AFC Notes: Broncos, Chargers, Colts

     

Broncos

  • KUSA’s Mike Klis projects Broncos TE Jeff Heuerman to be Denver’s starter, with first-round TE Noah Fant joining him in two-tight end sets. 
  • Klis says TEs Jake Butt and Troy Fumagalli will battle for the No. 3 tight end spot, though both could make the final roster after battling injuries in 2018. 

Chargers

Chargers RB Melvin Gordon is holding out in the hopes of getting a new deal that he hopes bucks the trend of teams devaluing the running back position. Gordon is campaigning to reverse that trend, claiming running back is the second-hardest position to play besides quarterback. He cites the impact runners like Ezekiel Elliott have and what happens when they’re not playing. 

“Clearly, you seen what happened when Zeke was out. It was a completely different team,” Gordon said via Pro Football Talk’s Charean Williams. “You can replace average backs. Yeah, just plug them in. But a great back? You can’t just replace a great back. People think you can do that. You can’t. It will be a difference. It will be a difference, man. We do so much for people to even try to devalue us. We block. We’ve got to run the ball. We’ve got to pick up protections. We have to catch the ball. We have to do what receivers do. We have to do our thing. We have so much that goes through us.”

Colts

Colts GM Chris Ballard said that the team’s draft room was “split” on trading down from No. 34 or selecting CB Rock Ya-Sin.

“The next day (Friday of draft weekend), there were five players we still liked who were available at No. 34, and the draft room was split,” said Ballard, via Pro Football Talk. “Half of the room thought we should trade again and acquire another second and third-round pick, and the other half wanted to stay at No. 34 and pick Ya-Sin.

In the end, Ballard and Colts HC Frank Reich decided that they could not pass on Ya-Sin. 

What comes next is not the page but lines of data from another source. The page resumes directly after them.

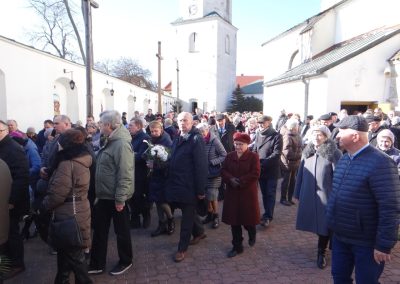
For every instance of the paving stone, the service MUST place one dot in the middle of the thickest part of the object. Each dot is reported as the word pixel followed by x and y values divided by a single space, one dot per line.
pixel 281 255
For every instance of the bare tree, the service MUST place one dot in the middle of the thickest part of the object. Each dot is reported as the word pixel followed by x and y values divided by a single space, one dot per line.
pixel 59 29
pixel 129 70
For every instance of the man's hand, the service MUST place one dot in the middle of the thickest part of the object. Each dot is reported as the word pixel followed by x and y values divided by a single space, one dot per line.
pixel 119 207
pixel 381 256
pixel 43 173
pixel 235 182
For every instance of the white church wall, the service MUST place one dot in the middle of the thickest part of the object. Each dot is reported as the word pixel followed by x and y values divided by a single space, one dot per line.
pixel 362 78
pixel 31 79
pixel 359 16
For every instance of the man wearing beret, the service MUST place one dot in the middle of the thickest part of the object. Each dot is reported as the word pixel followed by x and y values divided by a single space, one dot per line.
pixel 363 207
pixel 268 144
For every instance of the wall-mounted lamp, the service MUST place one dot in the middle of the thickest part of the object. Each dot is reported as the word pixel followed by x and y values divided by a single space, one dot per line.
pixel 71 83
pixel 112 88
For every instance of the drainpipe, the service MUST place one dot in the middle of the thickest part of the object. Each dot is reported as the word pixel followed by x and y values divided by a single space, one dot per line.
pixel 306 88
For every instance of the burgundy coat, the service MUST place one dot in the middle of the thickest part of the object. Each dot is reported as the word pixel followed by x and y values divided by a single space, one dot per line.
pixel 241 204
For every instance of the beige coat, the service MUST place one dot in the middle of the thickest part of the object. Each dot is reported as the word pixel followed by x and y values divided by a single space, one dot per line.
pixel 5 182
pixel 60 189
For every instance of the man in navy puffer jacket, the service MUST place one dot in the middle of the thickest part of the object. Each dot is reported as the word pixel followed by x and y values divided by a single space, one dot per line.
pixel 364 206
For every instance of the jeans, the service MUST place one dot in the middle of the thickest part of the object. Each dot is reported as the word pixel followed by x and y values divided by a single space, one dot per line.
pixel 104 211
pixel 190 224
pixel 268 190
pixel 287 185
pixel 346 257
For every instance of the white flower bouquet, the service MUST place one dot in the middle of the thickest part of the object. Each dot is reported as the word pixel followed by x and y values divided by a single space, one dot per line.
pixel 156 156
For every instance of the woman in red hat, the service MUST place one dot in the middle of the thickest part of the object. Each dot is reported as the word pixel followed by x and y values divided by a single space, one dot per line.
pixel 240 172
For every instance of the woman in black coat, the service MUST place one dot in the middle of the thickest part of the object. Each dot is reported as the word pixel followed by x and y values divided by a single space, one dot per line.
pixel 313 185
pixel 166 223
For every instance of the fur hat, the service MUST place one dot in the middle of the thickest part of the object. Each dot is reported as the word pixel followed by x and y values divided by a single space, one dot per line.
pixel 322 128
pixel 71 138
pixel 241 137
pixel 386 133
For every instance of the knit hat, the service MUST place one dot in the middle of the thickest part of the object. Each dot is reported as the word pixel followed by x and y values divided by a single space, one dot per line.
pixel 241 137
pixel 386 133
pixel 322 128
pixel 71 138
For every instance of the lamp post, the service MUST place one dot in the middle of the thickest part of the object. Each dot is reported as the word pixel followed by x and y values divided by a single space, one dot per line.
pixel 159 77
pixel 87 12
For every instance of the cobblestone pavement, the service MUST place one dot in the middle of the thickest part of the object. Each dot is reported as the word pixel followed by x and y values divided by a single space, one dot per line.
pixel 281 255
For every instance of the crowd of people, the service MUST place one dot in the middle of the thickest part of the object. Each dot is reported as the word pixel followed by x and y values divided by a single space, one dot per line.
pixel 342 172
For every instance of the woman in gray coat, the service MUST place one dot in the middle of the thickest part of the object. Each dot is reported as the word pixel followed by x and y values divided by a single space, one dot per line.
pixel 216 154
pixel 313 185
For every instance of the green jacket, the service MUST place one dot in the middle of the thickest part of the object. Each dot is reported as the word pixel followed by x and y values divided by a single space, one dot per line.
pixel 115 168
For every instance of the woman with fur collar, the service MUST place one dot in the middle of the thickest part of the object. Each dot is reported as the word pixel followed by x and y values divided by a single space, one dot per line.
pixel 313 185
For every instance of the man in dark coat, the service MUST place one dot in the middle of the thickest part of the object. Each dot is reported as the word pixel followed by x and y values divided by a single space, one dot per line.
pixel 14 156
pixel 139 203
pixel 268 144
pixel 187 180
pixel 363 207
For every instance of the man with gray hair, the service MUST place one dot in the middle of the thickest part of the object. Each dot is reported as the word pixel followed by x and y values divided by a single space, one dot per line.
pixel 363 207
pixel 114 187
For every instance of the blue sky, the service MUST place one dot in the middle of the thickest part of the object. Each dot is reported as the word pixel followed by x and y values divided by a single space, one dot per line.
pixel 132 28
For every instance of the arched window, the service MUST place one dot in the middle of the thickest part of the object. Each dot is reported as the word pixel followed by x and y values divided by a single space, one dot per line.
pixel 227 45
pixel 292 59
pixel 193 42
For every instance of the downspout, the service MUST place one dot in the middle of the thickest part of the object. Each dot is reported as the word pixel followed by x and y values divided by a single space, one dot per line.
pixel 306 88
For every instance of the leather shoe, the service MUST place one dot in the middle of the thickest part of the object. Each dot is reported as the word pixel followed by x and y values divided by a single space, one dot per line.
pixel 179 256
pixel 13 271
pixel 197 239
pixel 234 252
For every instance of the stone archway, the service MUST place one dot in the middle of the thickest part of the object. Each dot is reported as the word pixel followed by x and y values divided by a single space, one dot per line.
pixel 131 106
pixel 65 100
pixel 108 100
pixel 3 96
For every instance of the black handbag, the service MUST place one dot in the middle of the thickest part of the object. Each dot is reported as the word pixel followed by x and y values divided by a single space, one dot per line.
pixel 65 234
pixel 213 170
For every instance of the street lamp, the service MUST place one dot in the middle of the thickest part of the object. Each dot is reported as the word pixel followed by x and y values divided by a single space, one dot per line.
pixel 87 11
pixel 72 82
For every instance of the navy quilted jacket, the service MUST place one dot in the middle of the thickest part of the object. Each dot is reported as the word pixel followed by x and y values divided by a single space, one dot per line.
pixel 364 205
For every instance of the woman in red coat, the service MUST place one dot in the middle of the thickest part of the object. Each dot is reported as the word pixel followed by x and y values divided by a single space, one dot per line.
pixel 240 172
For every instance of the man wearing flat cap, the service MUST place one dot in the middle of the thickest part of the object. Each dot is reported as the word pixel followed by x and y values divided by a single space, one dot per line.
pixel 268 144
pixel 224 131
pixel 363 207
pixel 374 127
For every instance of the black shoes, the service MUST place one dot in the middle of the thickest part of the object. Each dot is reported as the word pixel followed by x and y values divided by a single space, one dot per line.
pixel 235 251
pixel 161 229
pixel 146 220
pixel 208 219
pixel 321 259
pixel 120 269
pixel 215 222
pixel 170 226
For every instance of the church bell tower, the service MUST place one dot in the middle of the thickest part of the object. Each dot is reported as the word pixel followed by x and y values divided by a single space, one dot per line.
pixel 205 50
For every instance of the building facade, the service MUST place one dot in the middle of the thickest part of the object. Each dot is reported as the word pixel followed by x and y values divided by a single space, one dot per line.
pixel 205 45
pixel 339 58
pixel 35 85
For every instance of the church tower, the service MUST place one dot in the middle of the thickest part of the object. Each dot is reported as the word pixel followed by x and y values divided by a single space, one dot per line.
pixel 205 50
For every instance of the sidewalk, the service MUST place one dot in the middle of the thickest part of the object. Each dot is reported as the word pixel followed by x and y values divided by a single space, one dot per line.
pixel 281 255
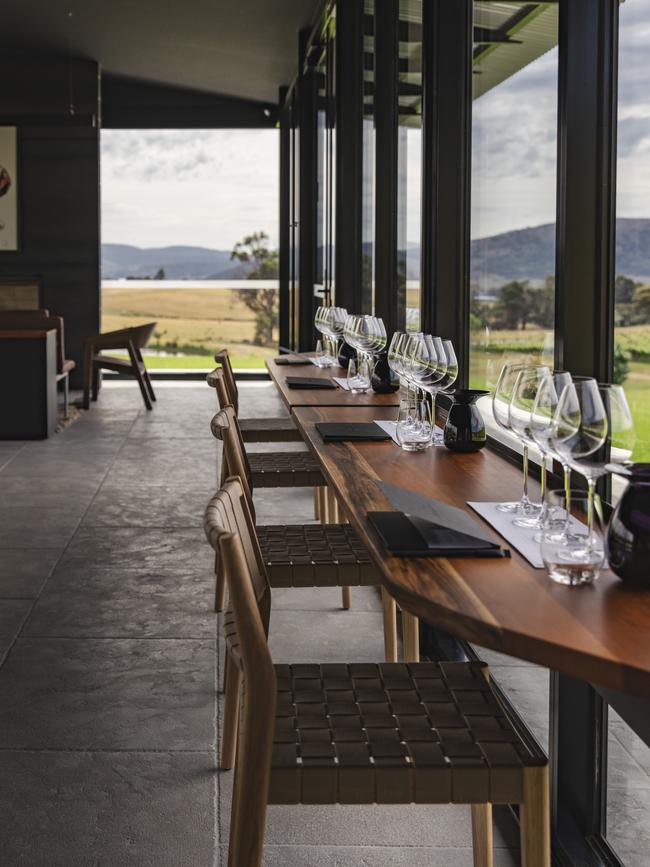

“Coach Reich and I huddled for a few minutes and we decided we couldn’t afford the chance to lose a blue-card player like Ya-Sin. He fit exactly what we wanted at corner and there was no way we could pass on him at No. 34.”

Ballard added that “half of the room” felt that the Colts could still acquire Ya-Sin if they traded down from No. 34. 

“The other half of the room—who wanted to trade back—thought we could still get Ya-Sin, but at a lower pick,” said Ballard. “There’s never a perfect alignment in the room, but once we make a decision, there is no looking back and second-guessing.”